En revanche, les extraits de procès-verbaux des séances d’une municipalité sont exclus du champ d’application de la LInfo en raison de l’art. 64 al. 2 Loi vaudoise sur les communes (LC ; BLV 175.11) interdisant leur communication à des tiers et qui, à ce titre, est une lex specialis au sens de l’art. 15 LInfo. La question de savoir si l’accès à une version caviardée à de tels documents, se limitant à la seule mention des sujets discutés, peut rester ouverte, dès lors que la production des ordres du jour des séances de la municipalité ou d’une liste exhaustive ad hoc des sujets traités en mai 2022 suffit dans le cas présent.
Au vu de ce qui précède, le recours est admis.
Cet arrêt soulève les quatre remarques suivantes.

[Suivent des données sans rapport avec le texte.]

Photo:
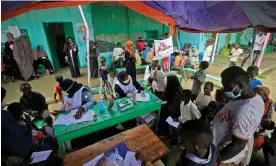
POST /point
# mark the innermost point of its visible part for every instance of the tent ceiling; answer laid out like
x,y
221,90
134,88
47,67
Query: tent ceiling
x,y
193,16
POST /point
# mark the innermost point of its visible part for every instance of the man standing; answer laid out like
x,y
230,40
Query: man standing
x,y
258,45
118,57
93,55
235,55
235,124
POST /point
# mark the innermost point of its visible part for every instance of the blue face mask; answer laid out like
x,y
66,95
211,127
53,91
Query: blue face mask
x,y
232,95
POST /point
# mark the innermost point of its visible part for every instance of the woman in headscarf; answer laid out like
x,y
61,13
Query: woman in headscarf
x,y
93,56
266,123
130,59
159,83
194,56
10,65
208,50
125,84
71,50
172,96
42,58
79,97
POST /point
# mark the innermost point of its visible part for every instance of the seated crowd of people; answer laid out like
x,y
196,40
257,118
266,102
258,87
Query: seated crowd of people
x,y
235,118
213,130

Tout d’abord, le présent arrêt a des implications pour tous les exécutifs vaudois, communaux comme le Conseil d’État : les sujets qu’ils traitent lors de leurs séances sont des « informations » au sens de l’art. 8 al. 1 LInfo qui sont publiques et doivent être communiqués aux administrés. Il illustre en outre l’étendue du principe de la transparence dans le Canton. En effet, si communiquer un ordre du jour existant peut suffire, il n’est pas exclu qu’il s’agisse d’un document interne selon les circonstances. Or puisque la LInfo ne porte pas seulement sur les documents officiels, mais aussi les « renseignements » ou « informations », cela ne dispense pas l’autorité en cause d’identifier les documents pertinents pour, cas échéant, établir une liste ad hoc comportant les informations sollicitées.
Ensuite, force est d’admettre que la situation serait appréciée différemment au niveau fédéral. En effet, le Conseil fédéral est soustrait au champ d’application de la LTrans (swissprivacy.law/141/), si bien que les sujets traités par lui lors de ses traditionnelles séances hebdomadaires du mercredi ne peuvent être obtenus au travers d’une demande de transparence.

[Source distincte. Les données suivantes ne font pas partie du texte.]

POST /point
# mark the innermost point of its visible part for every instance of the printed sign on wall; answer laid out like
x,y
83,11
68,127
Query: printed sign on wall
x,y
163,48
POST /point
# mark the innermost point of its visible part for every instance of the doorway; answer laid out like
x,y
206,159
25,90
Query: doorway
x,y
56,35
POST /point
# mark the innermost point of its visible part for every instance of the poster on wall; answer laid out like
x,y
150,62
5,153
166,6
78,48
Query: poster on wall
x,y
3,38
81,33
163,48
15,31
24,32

Troisièmement, l’affirmation de la CDAP selon laquelle l’art. 64 LC interdit la communication à des tiers des séances d’une municipalité semble quelque peu péremptoire. Une contribution à paraître prochainement reviendra sur la distinction à opérer dans ce contexte selon qu’il s’agit ou non d’un procès-verbal décisionnel.
Signalons enfin que cet arrêt précède une décision de la Chambre administrative de la Cour de justice genevoise du 15 novembre 2022 portant cette fois-ci sur les procès-verbaux de séances d’une commission du Conseil municipal de la Commune de Chêne-Bougeries. Si la commune s’est d’abord opposée à leur divulgation, un accord de médiation entre l’autorité et le requérant a permis l’accès à ces documents. Le litige a toutefois éclaté du fait du caviardage des documents par la commune qui s’était pourtant engagée à ne pas les caviarder. La Chambre administrative est parvenue à la conclusion que l’accord de médiation est un contrat de droit administratif mettant fin à la procédure engagée par la demande de transparence, de sorte qu’il est immédiatement exécutoire. Conformément au principe général pacta sunt servanda, un tel accord doit être respecté par l’autorité qui, en caviardant les documents, adopte un comportement contradictoire et contrevenant aux règles de la bonne foi.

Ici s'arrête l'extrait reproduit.